What activists fight for and what a political party markets as short term goals do not have to be the same.
Given the obvious circumstances in America (including popular opinions that manywhere seem to be closest related to them in Poland), twenty years doesn't seem to me to be a very unlikely guess for how long time it would take to get popular approval for same-sex marriages.
In fact, I believe the time homosexuals, bisexuals, etc, would have to wait until the ultimate goal was reached would be shorter, not longer, if the step-by-step approach was preferred instead of the all-at-once. But that is only a belief and nothing one can say for sure.
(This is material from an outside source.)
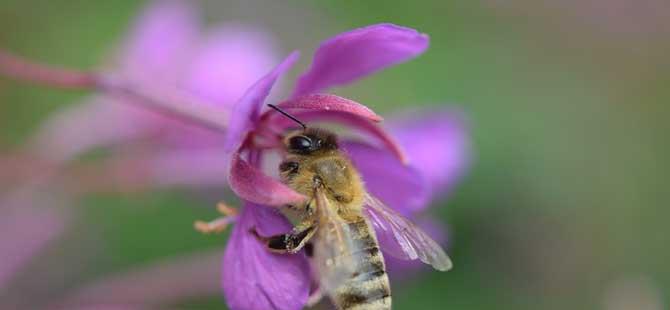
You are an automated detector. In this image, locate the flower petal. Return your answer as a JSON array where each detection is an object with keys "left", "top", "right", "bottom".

What one can say for sure, however, is that a partial improvement can get political support faster than the whole package, and that this (Jim Crow or not) actually may be an improvement for them concerned that is well worthy of support, regardless of if the everything-at-once advocates call you bad things.
December 16, 2006 3:27 PM | Reply | Permalink
There's the assertion. Which itself presumes that activists are fighting for what they already have, the ability to get married, and not for what they lack, which is equal civil rights.
Add on top of that activists not trying for a decade or two, and then its thirty to forty years.
December 16, 2006 6:44 PM | Reply | Permalink
My last comment wasn't quite lucid.
December 17, 2006 2:34 AM | Reply | Permalink
If you had argued that it may be strategically sound for a political party to set marriage to one side while pursuing a reduction in the gap between first class and second class citizenship, leaving it to activists to continue to push for the long term goal of equal rights, that would seem to me to be a more coherent argument.
To me, counselling activists to not push for their ultimate goal is a counsel for failing to reach the ultimate goal. It may not be politically feasible for a political party, but without someone out there fighting to change that state of affairs, there is no reason why it should ever become more feasible on its own.
December 18, 2006 1:58 PM | Reply | Permalink
Activists may profit from strategy aswell as political parties, but I think it would not be too helpful to backtrack in the discussion thread attempting to correct myself.